1. le labyrinthe au bois dormant
Les tableaux du labyrinthe
sont des plans fixes dans lesquels les histoires sont figées en
pleine action. Tous les personnages sont immobiles et pour beaucoup,
suspendus dans le vide. Chaque tableau est un paysage, chaque
personnage est un morceau du paysage. Quiconque s’introduirait
dans le labyrinthe pourrait y progresser sans rien déranger,
sans réveiller personne. Quiconque entrant dans le labyrinthe
peut même marcher sur tous les éléments de
décor, y compris sur les personnages endormis, sans les
réveiller, sans les déranger.
2. des personnages vitrifiés
La
catatonie des personnages du labyrinthe, leur cryogénisation,
leur vitrification, les mettent à l’abri de toute
dégradation. Ils sont figés pour
l’éternité dans un repos total, rien ne peut leur
arriver, ils sont incorruptibles. Leur parfaite stabilité de
nature ne les préserve pas pour autant des courants
aériens qui les poussent d’une galerie à
l’autre, d’un paysage à l’autre. Si les
courants sont faibles, leur dérive les promène sans
dommage. Si les courants sont forts, les turbulences peuvent les
entrechoquer, les ébrécher, les casser. Pour
l’instant, tout va bien, la plupart sont entiers.

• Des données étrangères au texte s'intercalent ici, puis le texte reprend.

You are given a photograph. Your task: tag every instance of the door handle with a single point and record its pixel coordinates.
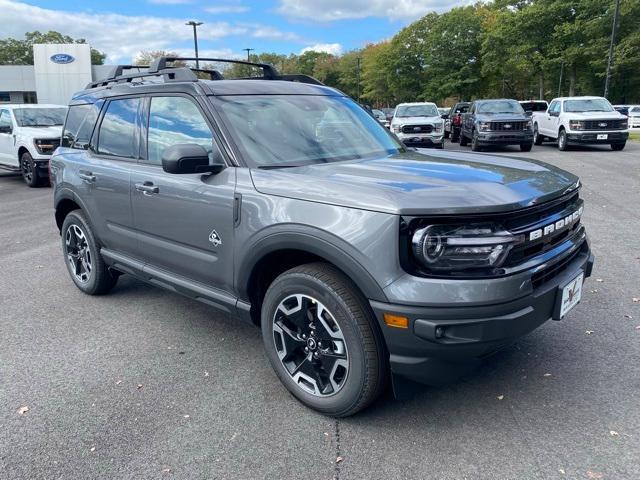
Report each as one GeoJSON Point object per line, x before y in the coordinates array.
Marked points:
{"type": "Point", "coordinates": [87, 176]}
{"type": "Point", "coordinates": [148, 188]}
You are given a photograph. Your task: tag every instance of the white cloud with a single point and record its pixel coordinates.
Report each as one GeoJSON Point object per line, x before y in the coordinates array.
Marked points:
{"type": "Point", "coordinates": [123, 36]}
{"type": "Point", "coordinates": [226, 9]}
{"type": "Point", "coordinates": [332, 48]}
{"type": "Point", "coordinates": [330, 10]}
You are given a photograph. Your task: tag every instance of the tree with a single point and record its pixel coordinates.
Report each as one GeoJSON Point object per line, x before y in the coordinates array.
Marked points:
{"type": "Point", "coordinates": [20, 52]}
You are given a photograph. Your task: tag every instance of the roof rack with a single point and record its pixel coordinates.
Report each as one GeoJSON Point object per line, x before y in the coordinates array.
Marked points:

3. les métamorphoses du labyrinthe
La
vitrification des personnages, leur stabilité erratique
n’empêche pas le labyrinthe d’être en constante
évolution. Du plus petit au plus grand, de
l’éphémère au géologique, tout se
transforme. Les paysages du labyrinthe suivent des cycles saisonniers,
les décors glissent les uns contre les autres, les choses
poussent. Tout autour des personnages endormis un monde vivant
évolue doucement sans les réveiller.

4. les caméras de surveillance
Partout,
des caméras enregistrent les phases de cette évolution.
Le glissement d’un mur, la croissance d’une fleur, la
dérive des espèces flottantes, tout est enregistré.